The absence of BRCA1 or BRCA2 function is characterized by mutational signature 3. Distinct mutational signature 3 is highly associated with the biallelic inactivation of BRCA, compared with single functional copies of BRCA.23 In contrast with monoallelic aberrations in BRCA1/2, which can have haploinsufficiency but no association with elevated gLOH levels, biallelic BRCA1/2 alterations show observable gLOH signatures for homologous recombination deficiency (HRD) across every type of cancer and may constitute a better therapeutic target for PARP inhibitors.24,25 Preclinical studies of human cell lines and mouse models with BRCA1/2 biallelic mutations or BRCA1/2 knockout have revealed a greater responsiveness to platinum and PARP inhibitors, compared with those retaining some level of BRCA1/2 function.23–25 For this reason, understanding BRCA1/2 alterations as a predictive biomarker for PARP inhibitors by differentiating between monoallelic and biallelic conditions can yield beneficial results.26

Conclusion

Given the lack of targeted therapies, olaparib could be a promising therapeutic agent for patients with cHCC-CC harboring BRCA1/2 mutations. Additional studies are required to develop CGP-guided therapy in routine oncological practice, thereby assisting clinicians in identifying the appropriate biomarkers for patients with cHCC-CC.

Abbreviations

cHCC-CC, combined hepatocellular cholangiocarcinoma; CC, cholangiocarcinoma; HCC, hepatocellular carcinoma; IHC, immunohistochemical; HSA, hepatocyte-specific antigen; CT, computed tomography; AFP, alpha-fetoprotein; CGP, comprehensive genomic panel; NGS, next-generation sequencing; PBMC, peripheral blood mononuclear cell; PARP, poly ADP-ribose polymerase; ICC, intrahepatic cholangiocarcinoma; VEGF, vascular endothelial growth factor; PDFG, platelet-derived growth factor; PFS, progression-free survival; BTC, biliary tract cancer; PLC, primary liver cancer; HRD, homologous recombination deficiency.

Ethical Statement

This study was approved by the Institutional Review Board of Chang Gung Medical Foundation (202001411B0).

Consent for Publication

Written informed consent to publication of this case report was obtained from the patient. Identifiable personal information has been concealed.

Acknowledgments

We appreciated the GI pathologist, Dr Tien-Tien Liu, for the accurate histopathologic diagnosis of cHCC-CC and kind assistance in taking microscopic pictures.
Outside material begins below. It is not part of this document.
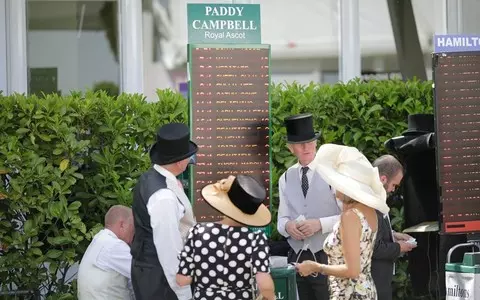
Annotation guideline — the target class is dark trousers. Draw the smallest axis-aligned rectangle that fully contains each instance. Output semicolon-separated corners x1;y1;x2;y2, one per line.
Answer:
288;250;329;300
132;259;178;300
We thank Chang Gung Medical Foundation Kaohsiung Chang Gung Memorial Hospital Tissue Bank Core Lab and Biobank (CLRPG8I0032) for their excellent technical support. This manuscript was edited by Wallace Academic Editing.

Author Contributions

All authors made a significant contribution to the work reported, whether that is in the conception, study design, execution, acquisition of data, analysis and interpretation, or in all these areas; took part in drafting, revising or critically reviewing the article; gave final approval of the version to be published; have agreed on the journal to which the article has been submitted; and agree to be accountable for all aspects of the work.

Disclosure

Y.L.S.: Honoraria from Amgen, AstraZeneca, Merck Serono, MSD, ONO Pharmaceutical, Roche and TTY Biopharm Company; Research funding from ONO Pharmaceutical; Travel support from Amgen, ONO Pharmaceutical and Roche. C.T.N., Y.H.J., Y.L.H., C.L.W. and K.T.T.: Employment in ACT Genomics company. The authors report no other conflicts of interest in this work.